The practice points falling out of this case read like an outsourcing primer for customers:


  1. Maintain Your Leverage. It is axiomatic that the customer’s leverage drops sharply the moment after the contract is signed. Since outsourcing arrangements are best viewed as continuous negotiations, the customer is wise to imbed in the agreement opportunities to regroup that lost leverage. Tools such as benchmarking with automatic price adjustments and termination for convenience with a reasonable termination charge, backed by termination assistance requirements, are just two examples of contractual provisions that help re-level the playing field. The Vertex case also makes it clear that exit planning and preserving self-help remedies are essential, since governance and dispute resolution provisions may fail and judicial remedies may fall short. Had Powergen been seeking an injunction to require Vertex to perform, it may have found Justice Tomlinson just as unwilling to grant it relief. A viable, certain exit strategy and contractual leverage to support negotiated solutions are almost superior to litigation.
  2. Eliminate the Supplier’s Right to Seek an Injunction. Vertex’s request for an injunction must have surprised Powergen. The customer’s principal obligation under the outsourcing contract is to pay the supplier’s fees when due. If the customer doesn’t pay, the supplier doesn’t need to perform. Further, while many of the supplier’s services depend on performance on the customer, the contract usually relieves the supplier if the customer fails to deliver. Moreover, if the contract provides for termination for convenience upon payment of a fee, it would seem that the parties have already agreed that an early termination can be remedied through payment of a fixed sum – a fact that would usually be fatal to a request for an injunction. Accordingly, it is hard to imagine a case where a supplier ought to be entitled to force its customer to perform on pain of contempt of court. To avoid a “Vertex surprise,” customers should consider affirmatively foreclosing the supplier’s ability to seek an injunction. Of course, since the customer is dependant on the supplier’s performance, the customer should retain that right.
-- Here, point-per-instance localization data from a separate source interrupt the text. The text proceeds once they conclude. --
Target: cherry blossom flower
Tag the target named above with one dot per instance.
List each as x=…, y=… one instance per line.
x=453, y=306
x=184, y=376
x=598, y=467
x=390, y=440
  3. Don’t Lightly Leave Important Provisions TBD. Justice Tomlinson made much of the fact that the parties had left certain key service levels “to be determined” later and never agreed upon them. While the effect of that omission on his decision on the injunction is informative, the fact that this gap is raised at all points out the danger of leaving important provisions to another day. In big outsourcing transactions, there is always a practical balance between the pressure to finish negotiations  and the necessity to agree definitively on all key points. Service levels and detailed transition plans are the usual casualties. One unfortunate result of deferral is highlighted in the Vertex case. Of course, contractual perfection in this area is usually too ambitious. Practically, a thoughtful, risk-managed approach to the inevitable gaps – supported by well drafted leverage recovery tools – is a more realistic aim.
  4. Specifically Define the Customer’s Obligations. Much work goes into specifying the obligations of the outsourcing supplier. Typically, much less work is done to specify the customer’s required performances. Where that is the case, customers seeking to force a supplier to perform – or to terminate or seek damages for deficient performance – may find a Justice Tomlinson reluctant to assist them where the scope of customer support required is unclear. As importantly, specific definitions should help head-off claims of unexpected “implied duties” like those made by Vertex.